BANGOR – Less than three weeks into its new financial year, Eastern Maine Technical College finds itself in a quarter-million dollar hole, with its president looking to cut at least one faculty position to help fill the gap and warning that more personnel cuts could be forthcoming.

Joyce Hedlund, the college’s president, announced the shortfall to EMTC staff members in a memo sent out last week. On Wednesday, she confirmed the news for the Bangor Daily News, saying that higher utility costs, the cafeteria budget, insurance rates and other “foundational costs” caused three-quarters of the shortfall.

She is looking to reorganize and cut an instructor from the automotive technology program, which has been “struggling” with enrollment, Hedlund said.

But in the memo, she warned staff members that further, non-faculty personnel cuts could be in the works.

While the memo cites a $285,000 gap, Hedlund said Wednesday that it had been recalculated and shaved to $230,000, equal to 2.6 percent of the school’s $8.8 million budget.

The memo was “to give a heads up” to staff members that administrators were looking at all aspects of the college’s budget to find ways to close the gap, Hedlund explained. “Staff and faculty need to know what administrators are working on.”

However, dealing with this size shortfall “is not going to be devastating for the school.”

Given that state lawmakers last month finally approved a 4 percent increase in state aid to the technical college system, Hedlund said, “We expected some kind of deficit.”

Don Hansen, a machine tool technology instructor at EMTC and until recently president of the statewide faculty union at the technical colleges, said that the shortfall has been caused by the failure of state funding to keep pace with expanding enrollment caused by the new associate of arts degree.

State aid covers about half the costs of each new student.
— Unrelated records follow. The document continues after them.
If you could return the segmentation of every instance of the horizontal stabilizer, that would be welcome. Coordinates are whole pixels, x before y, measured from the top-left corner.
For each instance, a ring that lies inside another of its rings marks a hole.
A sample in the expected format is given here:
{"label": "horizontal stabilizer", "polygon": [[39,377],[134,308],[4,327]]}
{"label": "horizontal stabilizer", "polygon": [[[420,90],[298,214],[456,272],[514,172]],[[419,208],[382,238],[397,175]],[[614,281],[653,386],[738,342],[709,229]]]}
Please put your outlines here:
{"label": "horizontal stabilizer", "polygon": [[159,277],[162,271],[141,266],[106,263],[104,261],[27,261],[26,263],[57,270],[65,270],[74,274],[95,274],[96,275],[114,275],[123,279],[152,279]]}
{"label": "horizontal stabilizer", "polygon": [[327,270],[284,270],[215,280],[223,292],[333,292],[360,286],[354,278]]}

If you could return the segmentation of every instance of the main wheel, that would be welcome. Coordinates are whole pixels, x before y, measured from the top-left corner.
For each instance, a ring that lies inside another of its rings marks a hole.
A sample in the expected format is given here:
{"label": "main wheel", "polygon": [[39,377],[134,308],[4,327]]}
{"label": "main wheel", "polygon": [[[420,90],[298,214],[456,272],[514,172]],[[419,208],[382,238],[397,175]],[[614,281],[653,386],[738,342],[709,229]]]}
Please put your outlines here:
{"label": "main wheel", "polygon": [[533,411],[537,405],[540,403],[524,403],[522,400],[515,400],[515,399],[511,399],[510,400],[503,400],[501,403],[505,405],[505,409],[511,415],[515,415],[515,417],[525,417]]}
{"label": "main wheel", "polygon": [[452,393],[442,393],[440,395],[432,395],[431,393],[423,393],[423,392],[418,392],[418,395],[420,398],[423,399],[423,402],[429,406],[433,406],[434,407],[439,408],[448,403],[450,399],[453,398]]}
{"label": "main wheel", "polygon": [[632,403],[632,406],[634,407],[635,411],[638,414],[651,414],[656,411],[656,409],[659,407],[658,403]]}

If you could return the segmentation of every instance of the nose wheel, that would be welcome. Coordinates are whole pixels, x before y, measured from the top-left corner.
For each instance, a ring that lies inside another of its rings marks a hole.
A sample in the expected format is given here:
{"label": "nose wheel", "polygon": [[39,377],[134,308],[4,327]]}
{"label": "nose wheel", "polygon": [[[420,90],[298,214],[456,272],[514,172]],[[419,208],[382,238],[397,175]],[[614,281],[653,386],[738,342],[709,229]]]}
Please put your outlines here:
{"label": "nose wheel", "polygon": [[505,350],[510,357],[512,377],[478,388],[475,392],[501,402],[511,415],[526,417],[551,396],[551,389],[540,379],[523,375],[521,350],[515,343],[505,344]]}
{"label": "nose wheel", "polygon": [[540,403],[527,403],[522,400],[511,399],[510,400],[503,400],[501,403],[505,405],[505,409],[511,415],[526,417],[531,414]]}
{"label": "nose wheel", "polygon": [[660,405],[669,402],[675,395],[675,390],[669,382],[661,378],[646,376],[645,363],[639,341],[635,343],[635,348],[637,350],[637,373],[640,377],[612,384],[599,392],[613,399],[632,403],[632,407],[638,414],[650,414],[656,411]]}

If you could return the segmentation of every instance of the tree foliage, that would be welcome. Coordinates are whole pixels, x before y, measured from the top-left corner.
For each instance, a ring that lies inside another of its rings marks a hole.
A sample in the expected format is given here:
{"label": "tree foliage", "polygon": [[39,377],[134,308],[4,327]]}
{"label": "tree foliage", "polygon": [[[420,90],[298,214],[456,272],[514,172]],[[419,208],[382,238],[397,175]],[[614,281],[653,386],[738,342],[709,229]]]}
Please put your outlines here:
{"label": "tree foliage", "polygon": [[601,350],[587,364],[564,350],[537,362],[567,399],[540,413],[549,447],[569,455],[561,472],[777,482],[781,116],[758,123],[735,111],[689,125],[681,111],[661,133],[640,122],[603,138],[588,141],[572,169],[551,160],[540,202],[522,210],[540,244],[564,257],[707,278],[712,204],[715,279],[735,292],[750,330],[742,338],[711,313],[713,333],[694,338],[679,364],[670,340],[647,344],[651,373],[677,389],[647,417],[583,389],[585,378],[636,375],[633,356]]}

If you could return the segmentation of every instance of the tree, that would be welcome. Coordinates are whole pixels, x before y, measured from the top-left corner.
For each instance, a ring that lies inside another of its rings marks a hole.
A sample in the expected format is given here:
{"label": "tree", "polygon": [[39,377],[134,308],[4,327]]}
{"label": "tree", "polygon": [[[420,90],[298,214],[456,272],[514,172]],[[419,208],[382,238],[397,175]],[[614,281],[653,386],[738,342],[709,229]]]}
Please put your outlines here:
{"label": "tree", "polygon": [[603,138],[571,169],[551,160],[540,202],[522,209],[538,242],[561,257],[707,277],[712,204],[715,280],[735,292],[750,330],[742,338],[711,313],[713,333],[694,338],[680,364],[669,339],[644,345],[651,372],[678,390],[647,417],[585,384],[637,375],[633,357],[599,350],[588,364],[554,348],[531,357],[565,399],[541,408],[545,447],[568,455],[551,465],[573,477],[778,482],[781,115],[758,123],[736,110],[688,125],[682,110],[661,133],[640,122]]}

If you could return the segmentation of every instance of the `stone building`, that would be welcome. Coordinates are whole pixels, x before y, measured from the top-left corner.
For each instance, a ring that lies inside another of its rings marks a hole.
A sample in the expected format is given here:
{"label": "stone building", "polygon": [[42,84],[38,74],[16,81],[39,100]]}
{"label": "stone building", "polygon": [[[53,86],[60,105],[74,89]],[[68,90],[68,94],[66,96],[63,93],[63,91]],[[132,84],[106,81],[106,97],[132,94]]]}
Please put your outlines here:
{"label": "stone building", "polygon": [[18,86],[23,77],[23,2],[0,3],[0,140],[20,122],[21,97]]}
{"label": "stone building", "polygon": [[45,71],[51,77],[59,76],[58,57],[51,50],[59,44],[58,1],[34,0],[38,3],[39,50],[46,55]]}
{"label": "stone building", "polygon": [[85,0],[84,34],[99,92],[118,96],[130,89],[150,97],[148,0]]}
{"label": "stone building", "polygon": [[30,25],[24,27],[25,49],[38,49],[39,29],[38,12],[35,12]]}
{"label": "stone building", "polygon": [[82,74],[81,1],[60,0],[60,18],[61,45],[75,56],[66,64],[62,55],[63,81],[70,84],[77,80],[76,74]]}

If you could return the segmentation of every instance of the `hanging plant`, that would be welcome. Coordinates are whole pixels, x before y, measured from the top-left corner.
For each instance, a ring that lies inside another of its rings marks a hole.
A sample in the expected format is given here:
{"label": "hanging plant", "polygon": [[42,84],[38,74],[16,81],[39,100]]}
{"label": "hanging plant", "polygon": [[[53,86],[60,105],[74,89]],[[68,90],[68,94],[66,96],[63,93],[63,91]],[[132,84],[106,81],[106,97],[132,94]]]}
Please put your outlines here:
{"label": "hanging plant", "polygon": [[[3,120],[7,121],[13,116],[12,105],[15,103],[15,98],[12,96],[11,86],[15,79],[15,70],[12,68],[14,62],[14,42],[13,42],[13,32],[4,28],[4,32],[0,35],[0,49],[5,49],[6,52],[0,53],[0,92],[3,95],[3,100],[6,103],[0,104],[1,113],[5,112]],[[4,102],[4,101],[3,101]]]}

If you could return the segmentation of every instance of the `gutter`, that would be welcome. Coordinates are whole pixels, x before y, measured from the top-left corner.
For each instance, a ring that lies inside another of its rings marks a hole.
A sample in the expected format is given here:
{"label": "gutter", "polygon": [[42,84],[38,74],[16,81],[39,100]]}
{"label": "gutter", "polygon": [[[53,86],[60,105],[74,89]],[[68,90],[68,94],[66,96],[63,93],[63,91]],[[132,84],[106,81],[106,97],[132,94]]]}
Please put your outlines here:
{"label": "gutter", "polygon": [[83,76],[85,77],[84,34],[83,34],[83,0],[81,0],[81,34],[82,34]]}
If aid doesn’t keep pace with head count, he said, “when you add you kill yourself. They want us to expand, but the funding isn’t there.”

Total head count enrollment has increased on average 5 percent each year for the past five years at EMTC. During the same period, the number of degree-seeking students, who tend to have heavier demands on the school’s services, has risen 9.9 percent on average each year.

However, Hedlund disagreed with Hansen, saying the associate of arts degree has helped fill vacant slots in liberal arts programs.

Hansen agreed with Hedlund on the utility rate factor.

“Electricity is a huge amount of the budget,” he said.

Programs like machine tool technology and welding consume large amounts of power.

Hedlund also noted that the school’s energy bill has gone up as EMTC has converted its boilers from using No. 4 fuel oil to the more expensive No. 2 as a way to cut pollution.

But because of falling enrollment, it is the automotive technology program that is being asked to overhaul and fine-tune itself.

Hedlund said that enrollment in the program is down from 35 students just a few years ago to 20 currently.

When asked if other schools in the technical college system could also be facing budget shortfalls, Alice Kirkpatrick, the system’s spokeswoman, said that it was too early to tell.

Summer is the time when the colleges see how their budgets “settle out” as enrollment projections become firmer, she said.

But it’s been known that budgets could be tight with the state providing just a 4 percent funding raise for the upcoming school year, and helping with “some but not all” of the system’s salary increases, she said.